2.2. Budidaya Rumput Laut di Indonesia


Berkat kemajuan teknologi, Seiring dengan kebutuhan rumput laut yang
semakin meningkat, maka cara terbaik untuk tidak selalu menggantungkan pada
persediaan di alam adalah dengan kegiatan budidaya rumput laut. Budidaya adalah
langkah yang tepat alam usaha meningkatkan buidaya rumput laut, sehingga
diharapkan suplai dapat lebih teratur baik dalam jumlah maupun mutunya.
Usaha budidaya laut, termasuk didalamnya adalah usaha budidaya rumput laut
didukung oleh keputusan Menteri Kelautan dan Perikanan Nomor :
Kep.2/MEN/2004 Tentang Perizinan Usaha Pembudidayaan Ikan, sebagai
Pelaksanaan Peraturan Pemerintah No. 54 Tahun 2002 Tentang Usaha Perikanan.
Dalam Keputusan Menteri tersebut yang dimaksudkan dengan usaha
pembudidayaan ikan meliputi kegiatan pembenihan, pembesaran, penanganan dan
pengelolaan yang dapat dilakukan secara terpisah maupun secara terpadu
(Direktorat Jenderal Perikanan Budidaya, 2005 dalam Khasanah, 2013).
Menurut Restiana dan Diana (2009) dalam Khasanah (2013), peluang
budidaya rumput laut didorong beberapa faktor yaitu :

a.
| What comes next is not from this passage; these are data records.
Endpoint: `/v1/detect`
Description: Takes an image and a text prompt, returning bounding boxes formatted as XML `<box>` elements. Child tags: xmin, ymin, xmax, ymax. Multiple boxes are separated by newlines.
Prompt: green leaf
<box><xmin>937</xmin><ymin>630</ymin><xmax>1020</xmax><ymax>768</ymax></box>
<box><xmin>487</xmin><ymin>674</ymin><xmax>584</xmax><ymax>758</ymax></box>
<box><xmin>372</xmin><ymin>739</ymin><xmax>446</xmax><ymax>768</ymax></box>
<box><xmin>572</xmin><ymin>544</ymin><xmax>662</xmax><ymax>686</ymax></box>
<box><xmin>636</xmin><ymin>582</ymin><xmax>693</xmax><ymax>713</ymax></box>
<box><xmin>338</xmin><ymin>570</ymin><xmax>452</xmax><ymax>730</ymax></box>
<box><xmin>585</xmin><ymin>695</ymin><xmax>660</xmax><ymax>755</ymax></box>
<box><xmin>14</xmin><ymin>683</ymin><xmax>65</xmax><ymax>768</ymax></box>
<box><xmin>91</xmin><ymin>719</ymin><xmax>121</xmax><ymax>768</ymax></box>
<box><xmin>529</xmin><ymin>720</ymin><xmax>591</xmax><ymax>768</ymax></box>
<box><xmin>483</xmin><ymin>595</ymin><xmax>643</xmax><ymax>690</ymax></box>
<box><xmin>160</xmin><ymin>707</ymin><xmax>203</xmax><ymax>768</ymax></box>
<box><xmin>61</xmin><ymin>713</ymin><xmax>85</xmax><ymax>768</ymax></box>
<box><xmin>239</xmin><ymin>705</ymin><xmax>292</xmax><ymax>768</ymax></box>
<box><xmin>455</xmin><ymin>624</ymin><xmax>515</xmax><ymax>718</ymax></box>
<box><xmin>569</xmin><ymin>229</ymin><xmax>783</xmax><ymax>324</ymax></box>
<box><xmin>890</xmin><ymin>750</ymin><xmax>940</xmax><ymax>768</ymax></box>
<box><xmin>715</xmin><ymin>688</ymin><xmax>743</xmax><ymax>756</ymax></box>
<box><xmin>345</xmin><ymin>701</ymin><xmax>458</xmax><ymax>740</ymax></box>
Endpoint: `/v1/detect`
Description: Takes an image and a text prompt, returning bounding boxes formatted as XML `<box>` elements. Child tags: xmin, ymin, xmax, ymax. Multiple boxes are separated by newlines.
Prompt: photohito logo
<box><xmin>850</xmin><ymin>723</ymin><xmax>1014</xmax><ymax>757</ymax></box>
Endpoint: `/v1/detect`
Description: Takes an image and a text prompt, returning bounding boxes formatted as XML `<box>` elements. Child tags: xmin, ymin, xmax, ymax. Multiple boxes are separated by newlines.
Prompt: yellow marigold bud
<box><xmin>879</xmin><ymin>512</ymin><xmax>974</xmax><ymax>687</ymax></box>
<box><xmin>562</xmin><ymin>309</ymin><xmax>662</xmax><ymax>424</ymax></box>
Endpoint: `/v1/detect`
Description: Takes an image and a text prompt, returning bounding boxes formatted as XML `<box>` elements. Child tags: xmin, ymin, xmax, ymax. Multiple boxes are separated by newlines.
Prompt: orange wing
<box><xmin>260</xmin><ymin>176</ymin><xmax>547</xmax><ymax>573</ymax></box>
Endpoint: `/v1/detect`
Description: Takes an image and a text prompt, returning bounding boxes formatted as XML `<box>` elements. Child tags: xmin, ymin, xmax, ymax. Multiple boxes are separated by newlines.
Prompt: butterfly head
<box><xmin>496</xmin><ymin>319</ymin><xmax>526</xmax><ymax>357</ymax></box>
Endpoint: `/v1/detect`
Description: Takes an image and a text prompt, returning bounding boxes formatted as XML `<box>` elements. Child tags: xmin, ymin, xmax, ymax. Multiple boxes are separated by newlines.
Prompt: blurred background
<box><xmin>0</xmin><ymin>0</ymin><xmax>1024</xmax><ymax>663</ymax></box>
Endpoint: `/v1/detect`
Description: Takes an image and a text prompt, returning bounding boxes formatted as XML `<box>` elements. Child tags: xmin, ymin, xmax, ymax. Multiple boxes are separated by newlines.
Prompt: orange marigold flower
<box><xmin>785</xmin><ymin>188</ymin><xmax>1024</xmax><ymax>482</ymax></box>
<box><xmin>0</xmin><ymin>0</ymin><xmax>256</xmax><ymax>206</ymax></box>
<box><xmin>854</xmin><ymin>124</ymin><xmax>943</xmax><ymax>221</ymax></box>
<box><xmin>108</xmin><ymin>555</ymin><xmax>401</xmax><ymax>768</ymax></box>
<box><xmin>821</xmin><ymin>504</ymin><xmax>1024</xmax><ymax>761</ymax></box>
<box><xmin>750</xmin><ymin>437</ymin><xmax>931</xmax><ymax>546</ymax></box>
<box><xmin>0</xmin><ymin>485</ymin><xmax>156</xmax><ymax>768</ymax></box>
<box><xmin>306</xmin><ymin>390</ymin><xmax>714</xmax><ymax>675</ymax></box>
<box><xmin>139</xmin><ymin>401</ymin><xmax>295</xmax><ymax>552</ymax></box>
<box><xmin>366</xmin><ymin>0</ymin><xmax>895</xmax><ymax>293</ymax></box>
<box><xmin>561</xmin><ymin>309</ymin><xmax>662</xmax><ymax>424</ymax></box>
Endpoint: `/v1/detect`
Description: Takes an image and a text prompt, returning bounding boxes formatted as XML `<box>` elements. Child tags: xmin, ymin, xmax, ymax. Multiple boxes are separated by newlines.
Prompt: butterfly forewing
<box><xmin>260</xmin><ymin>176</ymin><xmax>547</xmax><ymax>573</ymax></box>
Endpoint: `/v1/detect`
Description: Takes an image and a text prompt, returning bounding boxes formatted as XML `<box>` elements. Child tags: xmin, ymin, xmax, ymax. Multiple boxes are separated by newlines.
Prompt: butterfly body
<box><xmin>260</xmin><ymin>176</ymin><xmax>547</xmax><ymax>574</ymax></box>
Rumput Laut yang dikeringkan dengan proses yang berbeda-beda mempunyai


komposisi nutrisi yang berbeda pula.
b. Rumput laut banyak mengandung zat-zat nutrisi penting yang diperlukan bagi
tubuh manusia, seperti protein, karbohidrat, energi dan serat kasar.
c. Kandungan lemaknya yang rendah dan serat kasarnya yang cukup tinggi
menyebabkan rumput laut baik untuk dikonsumsi sehari-hari. Faktor utama
penunjang keberhasilan budidaya rumput laut adalah pemilihan lokasi untuk
budidaya. Pertumbuhan rumput laut ditentukan kondisi ekologi setempat.
Penentuan lokasi yang telah ditetapkan harus sesuai dengan metode yang akan
digunakan. Penentuan lokasi yang salah akan berakibat fatal bagi usaha yang
dilakukan (Winarno, 1990 dalam Khasanah, 2013). Dalam perkembangan
budidaya rumput laut dapat dilakukan beberapa metode. Rumput laut
jenis Eucheuma cottonii dapat dibudidayakan dengan 5 metode yaitu metode
lepas dasar, metode rakit apung, metode jalur (kombinasi), dan metode kantong
jaring (Direktorat Jendral Perikanan Budidaya, 2005 dalam Khasanah, 2013).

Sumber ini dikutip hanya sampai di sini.